Я посмотрела на Андрея Донатовича. Она перехватила мой взгляд: "Нет, он вообще не разговаривает на эти темы. Пустое".
- Ну, почему же, - начинает он и смолкает.
- А я и сама могу за вас рассказать, - сказала я, - если что не так - поправьте. Значит, журнал "Синтаксис" вы, Марья Васильевна, решили издавать, чтобы было, где печататься Синявскому - вам надоело, что в других изданиях его редактируют или ставят условия. Правильно?
- Да!
- А что вы делаете с многочисленными рукописями, которые вам присылают самотеком? Судя по рассказу С. Довлатова, вы их просто не читаете. А друзья, чтобы вы сразу не выкинули почту, на конверте делают пометки: деньги, сплетня, личное... Так писал Довлатов.
- Для того чтобы Маша прочла, - улыбается Синявский. - надо, чтобы автор умер.
- Не могу же я читать всех графоманов! - взрывается Марья Васильевна. - Кстати, в последнем номере "Синтаксиса" есть сюрприз. Я учредила премию Кассандры. Мы выбираем человека, который в своих работах сумел предвидеть какие-то повороты и сюжеты, которые потом сбылись. Или сбудутся. И в этом номере мы уже определили победителя. Но вам я ничего не скажу. Это должно стать известным только через месяц.
Мы клянемся, что будем молчать, как рыбы, но доверия нам нет. Она и сама в эту минуту напоминает Кассандру - знает то, что нам еще неведомо. Похоже, что премия немножко ее имени. И еще загадка - где давно обещанная рукопись самой Марьи Васильевны?
- Будет, - говорит она. - Название уже есть: "Абрам да Марья".
- Откуда, кстати, взялся Абрам?
- Синявский!, - восклицает Марья. - Она не знает нашей песни… Когда-то в Одессе пели такую песенку: "Абрашка Терц, Карманник всем известный... Гостей созвал, И сам напился пьян..."

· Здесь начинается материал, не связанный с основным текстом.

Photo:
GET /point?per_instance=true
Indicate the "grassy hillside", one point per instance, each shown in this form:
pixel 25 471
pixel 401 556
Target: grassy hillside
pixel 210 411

Абрам и Марья, , всю жизнь прожившие друг с другом
Вот снимок их молодых
-- ----
Я вспоминала его улыбку, когда вдруг потом в его записках "Голос без хора" прочла неожиданно сочетание: "Тонкий, звонкий и хрустальный".
Казалось бы, какая мелочь – из всем нам привычного "оловянный, деревянный, стеклянный" - вдруг прорастает такое. И, может быть, это объяснение одной из загадок, которая сопровождала Синявского долгие годы. Негодование эмиграции, когда он сказал, что у него с Советской властью разногласия стилистические. Это казалось так мелко. Когда глобально дело касалось политики. Это было так важно для самого Синявского, который писал: " Стиль - это судьба! Может быть, я все время оказываюсь каким-то другим или чужим по сравнению с общепринятым стилем. А стиль - это судьба. И его поразительный, именно стилистический, талант так ярко просвечивает в его "Голосе из хора", "Голосе без хора", "Прогулках с Пушкиным", "Мыслях врасплох". Я не говорю о других вещах - о них написано много, но иногда короткие фразы Синявского задевают, заставляют прислушаться, увидеть.
В своих "Мыслях врасплох" Синявский написал:
"Жизнь человека похожа на служебную командировку. Она коротка и ответственна... Тебе поставлены сроки и отпущены суммы. И не тебе одному. Все мы на земле не гости и не хозяева, не туристы и не туземцы. Все мы - командировочные".
" Надо бы умирать так, чтобы крикнуть, шепнуть перед смертью: - Ура, мы отплываем!"
--
Умер он в феврале 97- го года.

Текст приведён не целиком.